Assurance maladie, complémentaires santé et prévoyance : les positions de l’UNSA


https://www.unsa.org/4828

L’UNSA a été auditionnée dans le cadre de la mission sur l’articulation entre l’assurance maladie obligatoire (AMO) et les complémentaires santé (AMC). Elle y a rappelé ses priorités : garantir l’accès aux soins, réduire les inégalités, renforcer la prévention et améliorer la gouvernance de la protection sociale.

Faciliter l’accès à une complémentaire santé

L’UNSA alerte sur les inégalités persistantes d’accès à la complémentaire santé, particulièrement pour les jeunes, les demandeurs d’emploi, les personnes en insertion et les retraités. Ces publics ne bénéficient pas toujours de dispositifs adaptés, alors même qu’ils peuvent vivre sous le seuil de pauvreté et sont souvent soumis à des cotisations élevées.

Pour y répondre, l’UNSA propose la mise en place d’une complémentaire santé solidaire (C2S) contributive, avec une cotisation proportionnelle aux revenus, afin de réduire les renoncements aux soins et de garantir une couverture réellement accessible.

Généraliser la prévoyance pour l’ensemble des salarié·e·s

L’UNSA demande l’adoption d’une loi instaurant une couverture de prévoyance obligatoire pour toutes et tous, financée en partie par les employeurs.

Aujourd’hui, seuls les cadres bénéficient d’une couverture obligatoire, notamment en matière de prévoyance décès. Cette inégalité n’est plus acceptable : chaque salarié doit pouvoir accéder à une protection minimale face aux risques majeurs de la vie.

Renforcer la prévention grâce à un pilotage national clair

Pour l’UNSA, la prévention souffre d’un manque de lisibilité et d’une dispersion des acteurs. Elle appelle à la mise en place d’un pilotage national et territorial unifié, garant d’une stratégie cohérente, mieux coordonnée et régulièrement évaluée.

Dans ce cadre, les organismes complémentaires doivent jouer un rôle accru, en lien avec la médecine du travail et les partenaires sociaux afin de développer des actions de prévention dans les entreprises et les administrations.

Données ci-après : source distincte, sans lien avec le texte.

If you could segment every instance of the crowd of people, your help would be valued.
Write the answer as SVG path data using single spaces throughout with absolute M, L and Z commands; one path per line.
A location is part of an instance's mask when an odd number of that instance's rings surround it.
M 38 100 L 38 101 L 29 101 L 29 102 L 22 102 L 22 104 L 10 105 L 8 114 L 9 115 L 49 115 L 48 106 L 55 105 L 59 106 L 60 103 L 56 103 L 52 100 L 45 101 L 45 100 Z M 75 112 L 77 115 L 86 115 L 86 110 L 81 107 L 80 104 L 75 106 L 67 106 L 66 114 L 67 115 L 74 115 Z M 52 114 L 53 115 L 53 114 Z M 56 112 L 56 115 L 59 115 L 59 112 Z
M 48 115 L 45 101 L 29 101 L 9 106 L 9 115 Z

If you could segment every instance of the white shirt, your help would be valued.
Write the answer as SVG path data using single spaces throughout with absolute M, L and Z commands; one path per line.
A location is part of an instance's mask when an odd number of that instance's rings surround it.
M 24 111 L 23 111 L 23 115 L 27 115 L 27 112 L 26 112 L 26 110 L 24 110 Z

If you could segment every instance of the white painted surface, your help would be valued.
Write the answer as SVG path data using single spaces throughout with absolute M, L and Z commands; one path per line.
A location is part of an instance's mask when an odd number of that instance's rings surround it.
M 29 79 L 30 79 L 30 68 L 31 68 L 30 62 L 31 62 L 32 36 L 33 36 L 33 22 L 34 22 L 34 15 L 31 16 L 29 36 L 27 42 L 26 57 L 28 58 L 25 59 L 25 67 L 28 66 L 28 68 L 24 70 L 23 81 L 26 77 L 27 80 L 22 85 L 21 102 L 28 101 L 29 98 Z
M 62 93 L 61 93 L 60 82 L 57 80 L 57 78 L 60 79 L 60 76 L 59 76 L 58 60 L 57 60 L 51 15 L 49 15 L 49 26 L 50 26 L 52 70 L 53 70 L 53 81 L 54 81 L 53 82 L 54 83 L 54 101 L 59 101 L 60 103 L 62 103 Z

Pour un modèle solidaire, équilibré et négocié

L’UNSA réaffirme son opposition à toute évolution distinguant « petit risque » et « gros risque ». Cette logique fragiliserait le principe d’une Sécurité sociale universelle et solidaire en fragmentant la prise en charge des dépenses de santé et en accentuant les inégalités entre assurés.

Aussi, l’UNSA refuse un dispositif de type « 100 % Sécu ». Une fusion complète AMO-AMC pourrait à terme fragiliser les ressources de la Sécurité sociale, les employeurs refusant toute augmentation des cotisations sociales destinées au régime obligatoire alors qu’ils acceptent plus facilement les hausses de cotisations liées aux complémentaires santé.

L’UNSA défend au contraire un modèle articulant AMO et AMC fondé sur un financement partagé, évolutif et négocié, garant de la pérennité du système.

Pour une gouvernance plus représentative et plus juste

L’UNSA appelle à une réforme de la représentativité dans les instances de protection sociale :

• dans les CPAM, seuls les résultats du secteur privé sont pris en compte dans la gouvernance, excluant les 5,9 millions d’agents publics pourtant assurés sociaux.
• dans les institutions de prévoyance, seules les organisations représentatives au niveau national siègent, même lorsque l’UNSA est représentative dans certaines branches.

Pour l’UNSA, cette situation ne peut plus durer. La gouvernance doit refléter l’ensemble des cotisants -qu’ils relèvent du secteur privé ou public- et tenir compte de la représentativité réelle dans chaque branche.